Certaines de ces molécules sont en cours d'essais cliniques, notamment la N-acétylcystéine anti-oxydant (NAC), qui augmente la résistance des cellules aux lésions oxydatives et peut donc avoir un effet bénéfique sur la fibrose pulmonaire. En effet, le stress oxydatif est impliqué dans la pathogenèse de la fibrose pulmonaire et est délétère pour les cellules épithéliales alvéolaires. Il a été montré dans différents modèles que l'expression d’αB- crystallin est en corrélation avec les niveaux d'espèces réactives de l'oxygène comme l'oxyde

nitrique et la peroxydation lipidique (367, 368). Nous pensons que le stress oxydatif dans les poumons de patients atteints de FPI pourrait être un stimulus induisant l’expression d’αB- crystallin, qui à son tour contribue à l'activation des voies pro-fibrotiques du TGF-β et des Smad.

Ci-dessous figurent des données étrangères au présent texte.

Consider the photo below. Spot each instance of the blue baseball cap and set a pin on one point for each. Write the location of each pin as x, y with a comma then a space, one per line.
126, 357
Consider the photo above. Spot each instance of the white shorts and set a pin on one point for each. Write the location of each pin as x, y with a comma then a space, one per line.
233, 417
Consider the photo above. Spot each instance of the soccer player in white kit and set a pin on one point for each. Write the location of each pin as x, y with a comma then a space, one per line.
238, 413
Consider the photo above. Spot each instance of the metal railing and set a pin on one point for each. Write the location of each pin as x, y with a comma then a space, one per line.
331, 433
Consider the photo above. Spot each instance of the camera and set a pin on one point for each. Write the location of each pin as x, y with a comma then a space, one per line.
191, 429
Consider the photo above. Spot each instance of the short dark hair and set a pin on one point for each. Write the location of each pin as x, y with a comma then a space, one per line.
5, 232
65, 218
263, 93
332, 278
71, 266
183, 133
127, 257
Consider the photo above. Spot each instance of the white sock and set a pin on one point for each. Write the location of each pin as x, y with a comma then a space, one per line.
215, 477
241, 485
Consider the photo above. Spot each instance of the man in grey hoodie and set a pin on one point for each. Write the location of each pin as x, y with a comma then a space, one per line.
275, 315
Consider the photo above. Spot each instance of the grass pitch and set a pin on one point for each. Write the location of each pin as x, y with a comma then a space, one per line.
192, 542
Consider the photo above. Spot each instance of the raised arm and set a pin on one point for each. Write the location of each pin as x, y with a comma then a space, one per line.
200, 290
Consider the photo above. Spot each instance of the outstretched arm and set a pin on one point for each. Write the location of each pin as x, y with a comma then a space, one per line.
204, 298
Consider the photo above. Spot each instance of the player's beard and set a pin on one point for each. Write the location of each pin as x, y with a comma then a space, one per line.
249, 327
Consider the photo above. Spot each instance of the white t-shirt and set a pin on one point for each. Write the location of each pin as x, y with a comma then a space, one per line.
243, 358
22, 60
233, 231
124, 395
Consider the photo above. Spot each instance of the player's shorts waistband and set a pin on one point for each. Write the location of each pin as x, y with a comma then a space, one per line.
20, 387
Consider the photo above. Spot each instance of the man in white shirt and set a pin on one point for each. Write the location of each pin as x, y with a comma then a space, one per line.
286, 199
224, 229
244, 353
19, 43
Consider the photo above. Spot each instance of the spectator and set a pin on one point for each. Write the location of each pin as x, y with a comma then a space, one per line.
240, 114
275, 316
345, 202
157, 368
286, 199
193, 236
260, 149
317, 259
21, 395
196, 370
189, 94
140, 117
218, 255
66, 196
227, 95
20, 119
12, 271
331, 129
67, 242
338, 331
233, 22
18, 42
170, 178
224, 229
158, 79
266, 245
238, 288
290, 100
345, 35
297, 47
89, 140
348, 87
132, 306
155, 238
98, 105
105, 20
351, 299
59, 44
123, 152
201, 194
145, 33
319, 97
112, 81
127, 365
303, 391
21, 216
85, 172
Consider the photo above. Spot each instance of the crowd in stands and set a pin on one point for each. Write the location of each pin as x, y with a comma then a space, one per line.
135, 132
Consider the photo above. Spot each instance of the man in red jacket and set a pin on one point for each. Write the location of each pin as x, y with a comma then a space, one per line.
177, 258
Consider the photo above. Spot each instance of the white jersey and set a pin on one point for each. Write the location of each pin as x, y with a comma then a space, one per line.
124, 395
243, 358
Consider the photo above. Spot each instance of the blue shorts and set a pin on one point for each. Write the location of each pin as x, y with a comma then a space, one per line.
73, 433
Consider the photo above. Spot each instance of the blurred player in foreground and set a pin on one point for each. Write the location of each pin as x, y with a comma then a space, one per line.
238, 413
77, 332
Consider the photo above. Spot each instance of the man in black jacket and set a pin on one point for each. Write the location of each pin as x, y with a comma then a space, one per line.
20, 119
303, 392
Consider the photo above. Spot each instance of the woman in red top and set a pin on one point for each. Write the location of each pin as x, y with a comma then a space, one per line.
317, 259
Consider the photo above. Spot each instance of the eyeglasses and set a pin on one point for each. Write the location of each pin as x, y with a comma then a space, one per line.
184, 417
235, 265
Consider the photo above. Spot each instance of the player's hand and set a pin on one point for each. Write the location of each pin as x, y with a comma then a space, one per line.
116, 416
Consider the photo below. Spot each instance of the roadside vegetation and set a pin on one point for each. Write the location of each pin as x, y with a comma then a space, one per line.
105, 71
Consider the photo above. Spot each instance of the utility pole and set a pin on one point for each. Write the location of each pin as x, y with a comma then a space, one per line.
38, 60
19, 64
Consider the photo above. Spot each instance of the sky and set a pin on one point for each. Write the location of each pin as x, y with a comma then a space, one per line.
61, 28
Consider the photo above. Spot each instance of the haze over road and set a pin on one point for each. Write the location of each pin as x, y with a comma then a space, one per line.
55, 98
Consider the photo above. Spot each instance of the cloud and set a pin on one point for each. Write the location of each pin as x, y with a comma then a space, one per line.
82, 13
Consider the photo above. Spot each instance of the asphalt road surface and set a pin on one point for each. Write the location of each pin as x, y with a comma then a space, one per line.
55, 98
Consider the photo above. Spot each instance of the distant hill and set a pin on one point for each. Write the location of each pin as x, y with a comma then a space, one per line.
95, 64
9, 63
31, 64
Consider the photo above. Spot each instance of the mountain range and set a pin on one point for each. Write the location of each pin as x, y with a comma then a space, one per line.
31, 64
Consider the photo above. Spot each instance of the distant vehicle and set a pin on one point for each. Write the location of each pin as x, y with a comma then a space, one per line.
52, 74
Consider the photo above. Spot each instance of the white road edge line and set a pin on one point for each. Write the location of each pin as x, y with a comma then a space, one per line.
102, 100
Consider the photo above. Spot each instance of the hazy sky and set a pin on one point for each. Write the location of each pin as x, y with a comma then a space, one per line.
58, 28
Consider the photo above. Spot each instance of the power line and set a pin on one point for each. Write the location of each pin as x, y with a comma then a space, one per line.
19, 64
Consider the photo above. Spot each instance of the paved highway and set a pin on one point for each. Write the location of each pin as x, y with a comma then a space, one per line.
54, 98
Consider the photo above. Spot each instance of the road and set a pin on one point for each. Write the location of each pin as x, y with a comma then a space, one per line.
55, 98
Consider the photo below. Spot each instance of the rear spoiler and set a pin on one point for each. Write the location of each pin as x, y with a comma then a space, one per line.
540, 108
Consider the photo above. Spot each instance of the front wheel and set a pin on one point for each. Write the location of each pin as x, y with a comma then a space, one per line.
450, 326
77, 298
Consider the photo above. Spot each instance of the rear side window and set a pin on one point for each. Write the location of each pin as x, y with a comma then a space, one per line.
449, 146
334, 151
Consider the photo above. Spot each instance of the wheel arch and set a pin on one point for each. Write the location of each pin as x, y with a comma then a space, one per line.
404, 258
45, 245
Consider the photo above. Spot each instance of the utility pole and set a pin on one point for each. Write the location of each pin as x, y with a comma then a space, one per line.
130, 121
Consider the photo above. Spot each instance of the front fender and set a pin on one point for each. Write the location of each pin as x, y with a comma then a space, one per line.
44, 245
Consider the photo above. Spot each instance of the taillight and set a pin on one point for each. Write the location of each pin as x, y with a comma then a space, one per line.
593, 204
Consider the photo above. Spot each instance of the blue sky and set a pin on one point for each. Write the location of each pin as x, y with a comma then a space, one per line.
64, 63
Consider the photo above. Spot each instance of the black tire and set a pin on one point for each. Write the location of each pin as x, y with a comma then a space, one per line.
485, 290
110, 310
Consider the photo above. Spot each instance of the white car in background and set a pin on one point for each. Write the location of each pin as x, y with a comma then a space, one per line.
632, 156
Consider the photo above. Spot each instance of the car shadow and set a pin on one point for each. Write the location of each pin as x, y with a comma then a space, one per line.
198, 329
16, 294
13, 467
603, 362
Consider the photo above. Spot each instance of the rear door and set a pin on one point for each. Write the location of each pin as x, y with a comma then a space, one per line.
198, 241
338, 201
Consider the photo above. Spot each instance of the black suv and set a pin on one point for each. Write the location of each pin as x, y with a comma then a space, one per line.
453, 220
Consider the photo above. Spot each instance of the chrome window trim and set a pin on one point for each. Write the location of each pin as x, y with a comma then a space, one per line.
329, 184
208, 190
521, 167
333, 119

La Pirfenidone est une autre molécule testée dans des essais cliniques pouvant inhiber la progression de la fibrose dans des modèles animaux et chez les patients atteints de FPI. Bien que le mécanisme exact par lequel la pirfenidone pourrait interférer avec la fibrose dans les poumons reste incertaine, elle a été rapportée pour avoir une action anti-inflammatoire et anti- oxydante combinée. Ce petit composé est également capable d'inhiber l’expression du TGF-

β1 et d’HSP47 (329, 369). De manière intéressante, il a récemment été montré dans les

cellules épithéliales rétiniennes que la pirfenidone inhibe la fibrose induite par le TGF-β1 en bloquant la translocation nucléaire de Smad4 (331). L’implication d’αB-crystallin dans l'effet anti-fibrotique de pirfenidone n'a pas encore été déterminée. Il serait cependant intéressant de savoir quel est l’effet de ces molécules sur l’expression d’αB-crystallin sur les cellules pulmonaires et chez les patients traités. L’inhibition d’αB-crsytallin par ces composés pourrait en partie expliquer leurs effets notamment la modulation de la localisation de Smad4 par la pirfenidone. Ce travail démontre qu’αB-crystallin peut être une cible clé pour le développement de médicaments spécifiques dans le traitement des maladies fibrotiques.